The January/February issue of Annals takes an up-close look at multimorbidity, the coexistence of multiple chronic health conditions in a single individual, a phenomenon that is growing at an alarming rate and bankrupting the U.S. health care system. It is estimated by the year 2020, 25 percent of the American population will be living with multiple chronic conditions, and costs for managing these conditions will reach $1.07 trillion. In fact, more than three-fifths of health care spending is on behalf of people with multiple chronic conditions, according to an analysis of the 2001 Medical Expenditure Survey.
As the articles in this issue point out, care for patients with multimorbidity is costly and ineffective in large part due to the mismatch between the acute care-orientation of the delivery system and the chronic care needs of these patients. This mismatch induces many failures: medical errors, underdiagnoses, inconsistent disease monitoring, insufficient education and counseling, adverse drug reactions, conflicting advice, and the duplication of some services and inappropriate omission of others.
Three research articles, a policy brief and an editorial in this issue on the care of complex patients advance our understanding of this problem and begin to offer solutions that address the changing nature of disease and look beyond the system's current fragmented, specialty-driven, one-disease-at-a-time approach. These articles challenge clinicians, educators, researchers, and decision makers to consider integrated approaches that focus on the patient as a whole and offer continuous care and coordination across health care settings and providers.
Medical Home Elements Associated with Lower Mortality
Patients who report greater access to the primary care attributes of comprehensiveness, patient-centeredness and enhanced access have lower mortality, a finding which strongly supports the ongoing patient-centered medical home health care redesign efforts in the United States. Analyzing nationally representative data on 52,241 patients aged 18 to 90 years from the Medical Expenditure Panel Survey, researchers found patients' primary care attributes scores (which measured to what degree the patients' usual source of care had the three primary care attributes) were inversely associated with mortality with greater reported patient access to the studied attributes associated with lower mortality (adjusted hazard ratio 0.79 during up to six years of follow-up.) Adoption of these attributes, the authors conclude, may have the potential to reduce preventable deaths. They also believe their findings may have important implications for the medical home movement because the attributes studied all feature prominently in the blueprints for primary care practice redesign. Notably, the researchers also found evidence of social and demographic disparities in access to the primary care attributes racial/ethnic minorities, poorer and less educated individuals, and those without health insurance reported significantly lower access to the attributes. The authors call for interventions that promote equitable access to these primary care attributes.
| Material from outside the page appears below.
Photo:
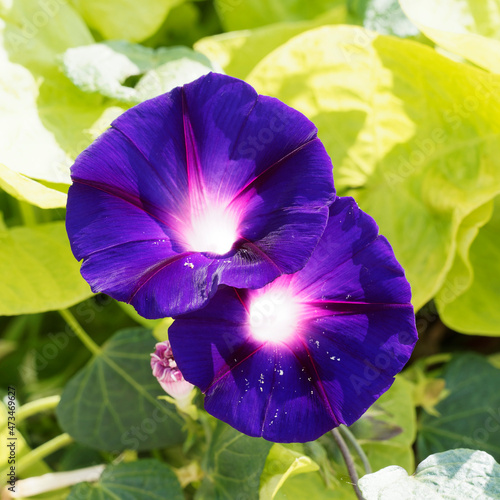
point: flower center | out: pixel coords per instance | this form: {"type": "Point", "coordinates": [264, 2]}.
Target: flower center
{"type": "Point", "coordinates": [212, 229]}
{"type": "Point", "coordinates": [273, 316]}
Primary Care Attributes and Mortality: A National Person-Level Study
By Anthony Jerant, MD, et al
University of California, Davis
Intervention Improves Care for Complex Patients with Diabetes, Heart Disease and Depression
Complex patients with multiple chronic illnesses are source of significant suffering and great cost to the health care system. Researchers describe the positive effect of a team-based care management intervention on the initiation and adjustment of drug therapy for patients with uncontrolled diabetes and/or coronary heart disease and depression. The randomized controlled trial of 214 patients with poorly controlled diabetes or coronary heart disease and coexisting depression found patients in the intervention group 1) increased self-monitoring of key disease parameters relative to usual care patients and 2) had higher pharmacotherapy adjustment rates relative to usual care patients. At 12 months, the average rate of blood pressure monitoring was more than three times higher in the intervention group compared with the usual care group (3.6 days vs. 1.1 days per week), and the average blood glucose monitoring rate was 4.9 days per week vs. 3.8 days per week, respectively. Pharmacotherapy initiation and adjustment rates were six times higher for antidepressants, three times higher for insulin and nearly two times higher for antihypertensive medications among patients in the intervention group relative to usual care. Researchers did not find any difference in medication adherence rates. High baseline rates, they hypothesize, may have exerted a ceiling effect on potential improvements in medication adherence. The authors conclude these findings support the use of collaborative, team-based care management programs that target self-monitoring and timely treatment adjustment for patients with complex care needs.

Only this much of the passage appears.